Why "unnormalized log probabilities"?


why are the probabilities in the rnn_step_forward function in utils.py called unnormalized log probabilities? This is the 2nd assignment of the 1st week.
Maybe, only the second comment probabilities for next chars should be left?

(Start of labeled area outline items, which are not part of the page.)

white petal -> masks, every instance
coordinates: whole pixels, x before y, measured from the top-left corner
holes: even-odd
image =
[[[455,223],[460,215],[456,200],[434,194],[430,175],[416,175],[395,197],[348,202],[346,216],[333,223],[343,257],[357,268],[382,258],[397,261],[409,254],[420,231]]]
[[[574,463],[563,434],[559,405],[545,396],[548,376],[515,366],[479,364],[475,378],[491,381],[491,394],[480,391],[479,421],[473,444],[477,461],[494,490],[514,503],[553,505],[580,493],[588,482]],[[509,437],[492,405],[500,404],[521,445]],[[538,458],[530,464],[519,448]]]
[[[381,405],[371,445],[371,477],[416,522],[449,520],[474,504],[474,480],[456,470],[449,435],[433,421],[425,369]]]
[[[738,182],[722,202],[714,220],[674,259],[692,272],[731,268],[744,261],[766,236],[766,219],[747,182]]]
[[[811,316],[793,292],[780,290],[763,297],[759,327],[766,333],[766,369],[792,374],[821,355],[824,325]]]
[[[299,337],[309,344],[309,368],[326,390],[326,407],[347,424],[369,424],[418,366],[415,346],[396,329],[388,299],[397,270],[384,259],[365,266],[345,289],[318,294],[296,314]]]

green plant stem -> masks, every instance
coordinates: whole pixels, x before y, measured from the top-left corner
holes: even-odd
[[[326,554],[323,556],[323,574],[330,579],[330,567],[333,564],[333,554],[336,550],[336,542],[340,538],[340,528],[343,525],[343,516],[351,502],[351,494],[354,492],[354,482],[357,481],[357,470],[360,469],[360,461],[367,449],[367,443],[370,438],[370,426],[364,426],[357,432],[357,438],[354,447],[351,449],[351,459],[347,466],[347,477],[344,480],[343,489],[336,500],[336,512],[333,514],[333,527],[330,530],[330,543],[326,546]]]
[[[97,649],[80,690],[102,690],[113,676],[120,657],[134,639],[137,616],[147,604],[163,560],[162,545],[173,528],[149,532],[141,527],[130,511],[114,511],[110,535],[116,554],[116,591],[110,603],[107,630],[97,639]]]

def rnn_step_forward(parameters, a_prev, x):

Waa, Wax, Wya, by, b = parameters['Waa'], parameters['Wax'], parameters['Wya'], parameters['by'], parameters['b']
a_next = np.tanh(np.dot(Wax, x) + np.dot(Waa, a_prev) + b) # hidden state
p_t = softmax(np.dot(Wya, a_next) + by) # unnormalized log probabilities for next chars # probabilities for next chars

return a_next, p_t

Shouldn’t only the arguments of the softmax function be called unnormalized log probabilities?
Softmax is defined in this way (for the sake of simplicity, I didn’t include max(z) subtraction that is included in the original definition in utils.py):

p_{j}=\frac{e^{z_{j}}}{\sum_{i} e^{z_{i}}}

If we take the -log(p_{j}) that would be proportional to z_{j} but not normalized. Now it makes sense to me to call z_{j} unnormalized log probability. The expression for -log(p_{j}) is:

-\log p_{j}=-\log \frac{e^{z_{j}}}{\sum_{i} e^{z_{i}}}=-\left(\log e^{z_{j}}-\log \sum_{i} e^{z_{i}}\right)=-\left(z_{j}-\log \sum_{i} e^{z_{i}}\right),

and the proportionality coefficient is equal to -1:

k=\frac{-\log p_{j}-\log \sum_{i} e^{z_{i}}}{z_{j}}=-1

As an example of it in Python:

-z = np.random.randn(5)

[1.77946694 1.5168839 2.20200317 0.82859276 2.73903499]
that is clearly not normalized but proportional to z_j

k = -((np.log(softmax(z)) + np.log(np.sum(np.exp(z))))/z)

[-1. -1. -1. -1. -1.]

Is my reasoning correct?

I agree, since the activation function there is tanh(), “log” does not seem appropriate.

Dear Tom,

Why does the activation function matter?
I think, in principle, we could have any activation function to evaluate a_next and in softmax would multiply it by Wya weights and sum by, wouldn’t it? So, softmax would work with np.dot(Wya, a_next) + by.


Yes, it would.
But there’s no “log” involved unless you’re using something that has a log function in the cost equation.

I think I get it now. Thanks!